A New Backend for Cranelift, Part 1: Instruction Selection

This post will describe my recent work on Cranelift as part of my day job at Mozilla. In this post, I will set some context and describe the instruction selection problem. In particular, I’ll talk about a revamp to the instruction selector and backend framework in general that we’ve been working on for the last nine months or so. This work has been co-developed with my brilliant colleagues Julian Seward and Benjamin Bouvier, with significant early input from Dan Gohman as well, and help from all of the wonderful Cranelift hackers.

Background: Cranelift

So what is Cranelift?

The project is a compiler framework written in Rust that is designed especially (but not exclusively) for just-in-time compilation. It’s a general-purpose compiler: its most popular use-case is to compile WebAssembly, though several other frontends exist, for example, cg_clif, which adapts the Rust compiler itself to use Cranelift. Folks at Mozilla and several other places have been developing the compiler for a few years now. It is the default compiler backend for wasmtime, a runtime for WebAssembly outside the browser, and is used in production in several other places as well.

We recently flipped the switch to turn on Cranelift-based WebAssembly support in nightly Firefox on ARM64 (AArch64) machines, including most smartphones, and if all goes well, it will eventually go out in a stable Firefox release. Cranelift is developed under the umbrella of the Bytecode Alliance.

In the past nine months, we have built a new framework in Cranelift for the “machine backends”, or the parts of the compiler that support particular CPU instruction sets. We also added a new backend for AArch64, mentioned above, and filled out features as needed until Cranelift was ready for production use in Firefox. This blog post sets some context and describes the design process that went into the backend-framework revamp.

Old Backend Design: Instruction Legalizations

To understand the work that we’ve done recently on Cranelift, we’ll need to zoom into the cranelift_codegen crate above and talk about how it used to work. What is this “CLIF” input, and how does the compiler translate it to machine code that the CPU can execute?

Cranelift makes use of CLIF, or the Cranelift IR (Intermediate Representation) Format, to represent the code that it is compiling. Every compiler that performs program optimizations uses some form of an Intermediate Representation (IR): you can think of this like a virtual instruction set that can represent all the operations a program is allowed to do. The IR is typically simpler than real instruction sets, designed to use a small set of well-defined instructions so that the compiler can easily reason about what a program means.
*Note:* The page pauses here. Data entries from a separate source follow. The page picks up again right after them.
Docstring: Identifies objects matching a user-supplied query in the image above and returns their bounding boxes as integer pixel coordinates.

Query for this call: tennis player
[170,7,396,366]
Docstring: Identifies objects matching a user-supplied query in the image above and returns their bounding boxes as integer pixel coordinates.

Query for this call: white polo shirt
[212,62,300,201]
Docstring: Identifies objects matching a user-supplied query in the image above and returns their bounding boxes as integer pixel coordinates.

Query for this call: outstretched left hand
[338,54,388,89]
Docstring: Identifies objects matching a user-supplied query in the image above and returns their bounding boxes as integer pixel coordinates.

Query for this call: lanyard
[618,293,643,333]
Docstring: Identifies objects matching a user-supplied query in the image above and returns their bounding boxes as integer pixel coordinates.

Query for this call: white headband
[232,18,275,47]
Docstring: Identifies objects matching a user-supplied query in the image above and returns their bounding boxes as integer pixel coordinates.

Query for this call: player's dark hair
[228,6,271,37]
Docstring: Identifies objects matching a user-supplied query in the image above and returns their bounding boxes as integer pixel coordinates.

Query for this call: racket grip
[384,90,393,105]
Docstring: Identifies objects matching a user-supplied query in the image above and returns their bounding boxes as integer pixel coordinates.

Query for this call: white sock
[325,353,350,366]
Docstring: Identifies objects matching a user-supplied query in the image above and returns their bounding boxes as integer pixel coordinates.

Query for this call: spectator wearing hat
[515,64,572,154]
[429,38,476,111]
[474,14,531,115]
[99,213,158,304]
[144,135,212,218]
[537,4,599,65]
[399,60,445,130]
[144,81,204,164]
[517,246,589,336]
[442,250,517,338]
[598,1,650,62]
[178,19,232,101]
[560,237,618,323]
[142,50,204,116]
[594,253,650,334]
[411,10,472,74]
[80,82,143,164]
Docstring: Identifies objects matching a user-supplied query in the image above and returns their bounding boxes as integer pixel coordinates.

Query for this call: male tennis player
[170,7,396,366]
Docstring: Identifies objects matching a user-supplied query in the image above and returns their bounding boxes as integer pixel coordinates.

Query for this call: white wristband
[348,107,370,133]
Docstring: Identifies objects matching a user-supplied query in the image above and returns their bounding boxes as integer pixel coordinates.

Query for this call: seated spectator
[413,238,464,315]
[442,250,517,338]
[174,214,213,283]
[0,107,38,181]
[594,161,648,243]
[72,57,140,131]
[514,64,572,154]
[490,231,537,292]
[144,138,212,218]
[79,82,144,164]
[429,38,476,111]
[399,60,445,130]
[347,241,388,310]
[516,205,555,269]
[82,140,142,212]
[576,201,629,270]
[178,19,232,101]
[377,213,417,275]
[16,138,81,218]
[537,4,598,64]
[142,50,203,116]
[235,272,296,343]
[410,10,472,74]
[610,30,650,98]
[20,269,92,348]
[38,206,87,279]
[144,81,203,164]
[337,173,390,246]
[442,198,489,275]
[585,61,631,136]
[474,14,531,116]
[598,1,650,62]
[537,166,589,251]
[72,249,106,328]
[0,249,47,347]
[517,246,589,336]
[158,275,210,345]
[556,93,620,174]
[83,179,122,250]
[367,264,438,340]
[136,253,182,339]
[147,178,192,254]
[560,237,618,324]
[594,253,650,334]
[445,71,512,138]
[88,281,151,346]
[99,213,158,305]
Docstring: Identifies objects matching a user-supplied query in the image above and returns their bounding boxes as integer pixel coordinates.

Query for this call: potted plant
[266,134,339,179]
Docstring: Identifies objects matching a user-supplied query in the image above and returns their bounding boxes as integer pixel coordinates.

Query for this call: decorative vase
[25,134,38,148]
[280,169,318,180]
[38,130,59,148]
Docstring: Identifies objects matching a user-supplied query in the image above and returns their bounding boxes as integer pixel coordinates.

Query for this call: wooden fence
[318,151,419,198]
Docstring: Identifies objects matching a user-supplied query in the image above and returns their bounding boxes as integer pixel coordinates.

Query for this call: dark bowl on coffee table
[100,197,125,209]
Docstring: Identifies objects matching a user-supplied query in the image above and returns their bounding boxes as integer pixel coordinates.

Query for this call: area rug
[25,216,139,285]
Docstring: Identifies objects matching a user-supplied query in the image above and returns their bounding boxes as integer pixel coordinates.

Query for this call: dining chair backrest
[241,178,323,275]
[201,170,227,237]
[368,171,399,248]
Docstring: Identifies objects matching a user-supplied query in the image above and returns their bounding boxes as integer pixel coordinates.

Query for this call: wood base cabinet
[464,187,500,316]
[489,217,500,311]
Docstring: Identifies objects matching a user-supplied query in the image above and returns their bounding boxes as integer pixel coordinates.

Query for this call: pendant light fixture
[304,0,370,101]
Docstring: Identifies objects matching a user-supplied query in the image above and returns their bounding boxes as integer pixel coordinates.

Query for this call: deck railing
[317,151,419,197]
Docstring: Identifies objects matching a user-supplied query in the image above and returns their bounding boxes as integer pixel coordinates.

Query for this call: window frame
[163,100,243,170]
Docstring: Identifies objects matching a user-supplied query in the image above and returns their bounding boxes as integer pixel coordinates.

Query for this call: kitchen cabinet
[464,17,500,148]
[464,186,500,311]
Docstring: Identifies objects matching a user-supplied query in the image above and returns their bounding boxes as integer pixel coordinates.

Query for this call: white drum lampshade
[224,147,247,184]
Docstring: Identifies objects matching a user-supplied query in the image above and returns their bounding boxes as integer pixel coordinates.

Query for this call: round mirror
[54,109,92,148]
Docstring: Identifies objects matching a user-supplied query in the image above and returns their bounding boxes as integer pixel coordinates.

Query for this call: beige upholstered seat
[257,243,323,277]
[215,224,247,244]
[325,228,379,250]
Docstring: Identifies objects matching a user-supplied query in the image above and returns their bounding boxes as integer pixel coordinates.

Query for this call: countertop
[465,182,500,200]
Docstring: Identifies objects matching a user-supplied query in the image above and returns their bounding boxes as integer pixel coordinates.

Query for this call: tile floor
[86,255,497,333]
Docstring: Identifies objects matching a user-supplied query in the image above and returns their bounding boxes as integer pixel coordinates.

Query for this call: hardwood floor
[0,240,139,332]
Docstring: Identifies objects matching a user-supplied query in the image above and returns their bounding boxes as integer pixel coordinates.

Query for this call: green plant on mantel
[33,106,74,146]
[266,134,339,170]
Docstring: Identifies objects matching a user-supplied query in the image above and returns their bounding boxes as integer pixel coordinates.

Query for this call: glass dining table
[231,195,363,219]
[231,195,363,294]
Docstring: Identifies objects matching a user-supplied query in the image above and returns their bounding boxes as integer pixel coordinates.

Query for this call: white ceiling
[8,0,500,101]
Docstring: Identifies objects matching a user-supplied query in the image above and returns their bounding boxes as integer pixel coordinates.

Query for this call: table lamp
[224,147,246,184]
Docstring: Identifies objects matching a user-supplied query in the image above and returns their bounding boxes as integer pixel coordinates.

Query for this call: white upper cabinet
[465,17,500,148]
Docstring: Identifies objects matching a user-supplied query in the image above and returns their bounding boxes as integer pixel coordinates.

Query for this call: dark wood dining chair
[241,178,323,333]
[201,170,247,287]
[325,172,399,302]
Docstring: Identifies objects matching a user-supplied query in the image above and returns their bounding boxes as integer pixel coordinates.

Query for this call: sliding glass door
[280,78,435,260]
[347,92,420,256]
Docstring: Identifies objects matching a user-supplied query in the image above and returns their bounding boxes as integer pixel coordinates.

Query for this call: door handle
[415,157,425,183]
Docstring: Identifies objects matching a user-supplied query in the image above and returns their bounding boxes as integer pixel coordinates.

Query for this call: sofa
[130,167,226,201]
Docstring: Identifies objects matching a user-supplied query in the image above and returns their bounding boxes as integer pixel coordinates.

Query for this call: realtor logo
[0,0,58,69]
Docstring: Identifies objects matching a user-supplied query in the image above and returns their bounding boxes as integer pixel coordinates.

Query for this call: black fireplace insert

The IR is also independent of the CPU architecture that the compiler eventually targets; this lets much of the compiler (such as the part that generates IR from the input programming language, and the parts that optimize the IR) be reused whenever the compiler is adapted to target a new CPU architecture. CLIF is in Static Single Assignment (SSA) form, and uses a conventional control-flow graph with basic blocks (though it previously allowed extended basic blocks, these have been phased out). Unlike many SSA IRs, it represents φ-nodes with block parameters rather than explicit φ-instructions.

Within cranelift_codegen, before we revamped the backend design, the program remained in CLIF throughout compilation and up until the compiler emitted the final machine code. This might seem to contradict what we just said: how can the IR be machine-independent, but also be the final form from which we emit machine code?

The answer is that the old backends were built around the concept of “legalization” and “encodings”. At a high level, the idea is that every Cranelift instruction either corresponds to one machine instruction, or can be replaced by a sequence of other Cranelift instructions. Given such a mapping, we can refine the CLIF in steps, starting from arbitrary machine-independent instructions from earlier compiler stages, performing edits until the CLIF corresponds 1-to-1 with machine code. Let’s visualize this process:

Figure: legalization by repeated instruction expansion

A very simple example of a CLIF instruction that has a direct “encoding” to a machine instruction is iadd, which just adds two integers. On essentially any modern architecture, this should map to a simple ALU instruction that adds two registers.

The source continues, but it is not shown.